* Augmentation de la population : Une population mondiale plus nombreuse entraîne naturellement une plus grande demande de transports personnels, la voiture étant le mode dominant dans de nombreux domaines.
* Développement économique : À mesure que les pays se développent économiquement, de plus en plus de personnes acquièrent le revenu disponible nécessaire pour acheter et entretenir des véhicules.
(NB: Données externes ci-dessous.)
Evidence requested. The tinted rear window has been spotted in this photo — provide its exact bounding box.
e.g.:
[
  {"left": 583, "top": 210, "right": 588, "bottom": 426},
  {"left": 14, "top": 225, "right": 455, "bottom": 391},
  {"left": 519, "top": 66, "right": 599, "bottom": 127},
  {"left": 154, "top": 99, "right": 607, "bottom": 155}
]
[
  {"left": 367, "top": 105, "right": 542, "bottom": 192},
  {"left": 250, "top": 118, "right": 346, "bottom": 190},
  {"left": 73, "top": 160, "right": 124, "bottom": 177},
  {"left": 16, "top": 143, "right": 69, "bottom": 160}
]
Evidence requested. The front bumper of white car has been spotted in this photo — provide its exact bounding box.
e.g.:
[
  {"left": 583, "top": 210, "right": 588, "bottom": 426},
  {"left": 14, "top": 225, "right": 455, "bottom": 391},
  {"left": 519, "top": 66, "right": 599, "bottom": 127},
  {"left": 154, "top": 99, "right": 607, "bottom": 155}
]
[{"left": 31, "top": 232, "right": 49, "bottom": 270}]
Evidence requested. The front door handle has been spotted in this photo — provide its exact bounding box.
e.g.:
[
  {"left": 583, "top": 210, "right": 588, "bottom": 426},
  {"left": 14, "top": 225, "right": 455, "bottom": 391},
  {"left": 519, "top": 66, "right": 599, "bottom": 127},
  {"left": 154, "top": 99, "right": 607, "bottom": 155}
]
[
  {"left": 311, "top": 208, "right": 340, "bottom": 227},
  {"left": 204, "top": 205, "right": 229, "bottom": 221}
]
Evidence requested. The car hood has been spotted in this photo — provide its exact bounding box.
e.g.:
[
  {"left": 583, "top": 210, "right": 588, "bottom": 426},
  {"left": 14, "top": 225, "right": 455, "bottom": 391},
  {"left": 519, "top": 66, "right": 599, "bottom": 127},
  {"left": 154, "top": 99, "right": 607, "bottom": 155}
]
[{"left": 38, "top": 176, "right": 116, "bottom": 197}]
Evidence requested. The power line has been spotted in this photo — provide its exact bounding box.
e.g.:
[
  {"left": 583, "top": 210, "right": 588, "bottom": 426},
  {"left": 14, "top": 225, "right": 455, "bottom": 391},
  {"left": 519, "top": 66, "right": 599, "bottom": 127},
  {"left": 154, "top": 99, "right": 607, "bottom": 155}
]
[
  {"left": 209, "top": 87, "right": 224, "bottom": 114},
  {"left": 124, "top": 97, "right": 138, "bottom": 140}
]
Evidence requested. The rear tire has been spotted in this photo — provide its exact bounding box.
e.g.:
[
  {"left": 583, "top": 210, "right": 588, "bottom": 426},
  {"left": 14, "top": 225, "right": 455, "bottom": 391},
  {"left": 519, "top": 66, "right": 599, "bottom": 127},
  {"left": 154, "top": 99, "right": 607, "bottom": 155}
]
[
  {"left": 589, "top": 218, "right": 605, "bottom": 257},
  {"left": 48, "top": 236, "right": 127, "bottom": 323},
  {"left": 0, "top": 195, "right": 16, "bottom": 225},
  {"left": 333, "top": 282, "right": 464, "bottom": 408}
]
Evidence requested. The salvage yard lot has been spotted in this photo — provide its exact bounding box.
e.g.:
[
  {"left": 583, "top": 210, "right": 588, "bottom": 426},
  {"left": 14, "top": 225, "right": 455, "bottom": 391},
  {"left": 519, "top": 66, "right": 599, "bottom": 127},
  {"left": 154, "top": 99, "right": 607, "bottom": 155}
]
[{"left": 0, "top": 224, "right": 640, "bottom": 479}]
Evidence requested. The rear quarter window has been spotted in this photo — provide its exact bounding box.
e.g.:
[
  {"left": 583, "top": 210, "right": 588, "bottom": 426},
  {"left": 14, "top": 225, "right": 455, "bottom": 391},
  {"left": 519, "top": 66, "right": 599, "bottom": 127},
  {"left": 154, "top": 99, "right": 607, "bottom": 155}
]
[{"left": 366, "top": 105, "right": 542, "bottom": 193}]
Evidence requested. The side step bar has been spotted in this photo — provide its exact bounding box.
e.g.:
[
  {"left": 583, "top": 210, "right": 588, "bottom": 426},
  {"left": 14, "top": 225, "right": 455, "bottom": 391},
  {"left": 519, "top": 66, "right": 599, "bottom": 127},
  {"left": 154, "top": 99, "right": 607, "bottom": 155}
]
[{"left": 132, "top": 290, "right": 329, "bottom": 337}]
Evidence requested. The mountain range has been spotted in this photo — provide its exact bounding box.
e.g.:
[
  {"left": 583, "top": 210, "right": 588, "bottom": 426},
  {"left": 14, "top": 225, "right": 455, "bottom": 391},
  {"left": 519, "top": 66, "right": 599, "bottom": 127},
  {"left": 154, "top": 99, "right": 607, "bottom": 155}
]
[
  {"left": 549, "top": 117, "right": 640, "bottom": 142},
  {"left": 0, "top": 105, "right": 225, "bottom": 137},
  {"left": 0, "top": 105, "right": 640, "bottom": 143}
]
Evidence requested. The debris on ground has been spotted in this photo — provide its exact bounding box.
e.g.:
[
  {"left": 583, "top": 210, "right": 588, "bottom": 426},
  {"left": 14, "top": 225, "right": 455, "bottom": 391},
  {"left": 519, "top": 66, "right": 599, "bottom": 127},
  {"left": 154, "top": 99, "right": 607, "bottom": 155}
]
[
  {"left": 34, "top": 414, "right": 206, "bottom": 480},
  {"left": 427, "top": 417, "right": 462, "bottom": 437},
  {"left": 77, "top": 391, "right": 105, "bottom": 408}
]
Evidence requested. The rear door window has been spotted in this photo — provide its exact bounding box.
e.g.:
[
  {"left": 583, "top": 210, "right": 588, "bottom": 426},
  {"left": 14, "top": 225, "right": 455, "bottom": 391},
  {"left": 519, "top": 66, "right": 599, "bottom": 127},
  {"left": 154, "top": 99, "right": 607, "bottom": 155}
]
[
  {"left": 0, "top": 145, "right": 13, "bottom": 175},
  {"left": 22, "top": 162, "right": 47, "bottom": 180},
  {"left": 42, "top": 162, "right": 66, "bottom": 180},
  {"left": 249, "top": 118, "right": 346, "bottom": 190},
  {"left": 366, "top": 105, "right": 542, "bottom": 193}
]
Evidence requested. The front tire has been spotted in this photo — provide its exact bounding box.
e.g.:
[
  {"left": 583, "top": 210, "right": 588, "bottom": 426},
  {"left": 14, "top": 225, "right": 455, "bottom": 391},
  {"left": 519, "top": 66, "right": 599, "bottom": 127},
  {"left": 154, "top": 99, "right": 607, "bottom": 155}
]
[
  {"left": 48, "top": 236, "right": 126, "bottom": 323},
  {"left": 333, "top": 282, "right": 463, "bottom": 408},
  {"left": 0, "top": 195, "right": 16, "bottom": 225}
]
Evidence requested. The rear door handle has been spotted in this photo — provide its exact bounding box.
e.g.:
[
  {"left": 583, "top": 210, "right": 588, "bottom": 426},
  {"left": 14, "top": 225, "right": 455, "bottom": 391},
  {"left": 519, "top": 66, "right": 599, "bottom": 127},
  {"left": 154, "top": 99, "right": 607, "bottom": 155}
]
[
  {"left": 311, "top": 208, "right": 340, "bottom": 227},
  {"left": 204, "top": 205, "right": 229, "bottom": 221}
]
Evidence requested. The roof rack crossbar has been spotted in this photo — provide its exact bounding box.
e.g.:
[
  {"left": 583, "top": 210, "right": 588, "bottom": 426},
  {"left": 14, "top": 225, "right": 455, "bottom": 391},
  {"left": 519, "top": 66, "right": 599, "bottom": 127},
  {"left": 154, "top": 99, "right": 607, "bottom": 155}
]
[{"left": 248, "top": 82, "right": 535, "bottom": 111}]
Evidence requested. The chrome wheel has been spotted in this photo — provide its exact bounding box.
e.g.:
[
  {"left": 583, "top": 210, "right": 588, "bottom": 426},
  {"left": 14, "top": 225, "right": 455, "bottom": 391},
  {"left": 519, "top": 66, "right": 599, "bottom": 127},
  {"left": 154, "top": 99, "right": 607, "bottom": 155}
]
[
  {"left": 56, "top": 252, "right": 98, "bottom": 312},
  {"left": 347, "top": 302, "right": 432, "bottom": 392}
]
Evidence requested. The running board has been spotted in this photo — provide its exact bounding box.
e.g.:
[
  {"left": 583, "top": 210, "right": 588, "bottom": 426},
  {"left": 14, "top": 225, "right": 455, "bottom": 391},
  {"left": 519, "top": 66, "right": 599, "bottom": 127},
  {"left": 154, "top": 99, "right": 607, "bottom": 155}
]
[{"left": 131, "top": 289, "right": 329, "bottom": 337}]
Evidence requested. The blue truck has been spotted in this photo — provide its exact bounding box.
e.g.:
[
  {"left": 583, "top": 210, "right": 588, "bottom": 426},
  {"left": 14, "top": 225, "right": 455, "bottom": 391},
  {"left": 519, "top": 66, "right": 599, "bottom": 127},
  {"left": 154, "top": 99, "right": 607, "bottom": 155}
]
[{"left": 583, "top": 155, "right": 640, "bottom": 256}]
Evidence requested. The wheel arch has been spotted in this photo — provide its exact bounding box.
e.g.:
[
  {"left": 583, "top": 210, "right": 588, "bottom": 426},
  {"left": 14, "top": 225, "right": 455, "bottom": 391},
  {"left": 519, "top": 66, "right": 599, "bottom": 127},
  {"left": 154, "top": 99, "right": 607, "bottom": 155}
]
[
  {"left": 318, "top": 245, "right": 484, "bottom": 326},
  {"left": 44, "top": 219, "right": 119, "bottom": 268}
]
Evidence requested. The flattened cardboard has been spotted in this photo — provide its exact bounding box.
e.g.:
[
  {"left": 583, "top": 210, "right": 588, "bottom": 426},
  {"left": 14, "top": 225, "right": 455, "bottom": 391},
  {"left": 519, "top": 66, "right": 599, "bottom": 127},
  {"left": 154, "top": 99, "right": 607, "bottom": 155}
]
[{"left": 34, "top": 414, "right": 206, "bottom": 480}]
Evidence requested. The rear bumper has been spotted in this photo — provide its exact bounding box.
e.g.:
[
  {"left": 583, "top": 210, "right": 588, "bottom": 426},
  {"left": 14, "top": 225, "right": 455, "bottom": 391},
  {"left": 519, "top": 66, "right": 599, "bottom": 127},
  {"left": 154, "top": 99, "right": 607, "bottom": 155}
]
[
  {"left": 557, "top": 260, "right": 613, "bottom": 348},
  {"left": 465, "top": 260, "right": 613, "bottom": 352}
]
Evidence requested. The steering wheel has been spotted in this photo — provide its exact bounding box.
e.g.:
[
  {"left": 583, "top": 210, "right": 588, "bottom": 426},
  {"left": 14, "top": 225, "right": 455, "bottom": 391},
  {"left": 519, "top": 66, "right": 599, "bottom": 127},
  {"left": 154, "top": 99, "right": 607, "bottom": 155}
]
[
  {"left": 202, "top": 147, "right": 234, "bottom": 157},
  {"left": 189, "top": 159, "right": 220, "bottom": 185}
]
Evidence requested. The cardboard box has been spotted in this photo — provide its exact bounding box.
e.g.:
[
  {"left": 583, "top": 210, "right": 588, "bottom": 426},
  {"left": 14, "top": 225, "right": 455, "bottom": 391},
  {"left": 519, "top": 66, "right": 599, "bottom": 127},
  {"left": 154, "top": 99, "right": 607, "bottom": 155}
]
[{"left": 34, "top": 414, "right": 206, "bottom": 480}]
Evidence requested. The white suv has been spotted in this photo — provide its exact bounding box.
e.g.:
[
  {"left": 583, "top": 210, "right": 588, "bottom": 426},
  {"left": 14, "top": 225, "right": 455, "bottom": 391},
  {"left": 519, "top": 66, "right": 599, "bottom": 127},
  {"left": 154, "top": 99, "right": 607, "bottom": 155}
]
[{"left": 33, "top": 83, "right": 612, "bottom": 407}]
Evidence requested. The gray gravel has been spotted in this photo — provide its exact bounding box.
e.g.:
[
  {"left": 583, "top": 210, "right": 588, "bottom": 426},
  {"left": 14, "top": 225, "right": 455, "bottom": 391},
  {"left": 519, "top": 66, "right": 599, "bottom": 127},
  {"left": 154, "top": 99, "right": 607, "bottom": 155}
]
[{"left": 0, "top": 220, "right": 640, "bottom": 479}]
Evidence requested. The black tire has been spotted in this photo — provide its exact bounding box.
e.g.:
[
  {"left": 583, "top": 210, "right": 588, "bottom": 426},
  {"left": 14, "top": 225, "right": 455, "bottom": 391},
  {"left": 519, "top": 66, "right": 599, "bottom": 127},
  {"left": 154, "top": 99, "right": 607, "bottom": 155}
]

Cela est particulièrement vrai dans les pays en développement rapide où la possession d’une voiture est de plus en plus courante.
* Étalement urbain et infrastructures : La conception de nombreuses villes et villages encourage la dépendance à l’automobile. Le manque de systèmes de transports publics robustes, les grandes distances entre les zones résidentielles et les centres d'emploi/de commodités, et l'accessibilité limitée à pied contribuent à une plus grande dépendance à l'égard des véhicules privés.
* Facteurs culturels : Dans de nombreuses cultures, la possession d’une voiture est associée au statut, à la liberté et à la commodité. Cette perception stimule la demande, même face aux préoccupations environnementales ou aux options de transport alternatives.
* Progrès technologiques : Les améliorations apportées à la construction automobile ont rendu les véhicules plus abordables, plus fiables et plus économes en carburant. Cette accessibilité alimente en outre une appropriation accrue.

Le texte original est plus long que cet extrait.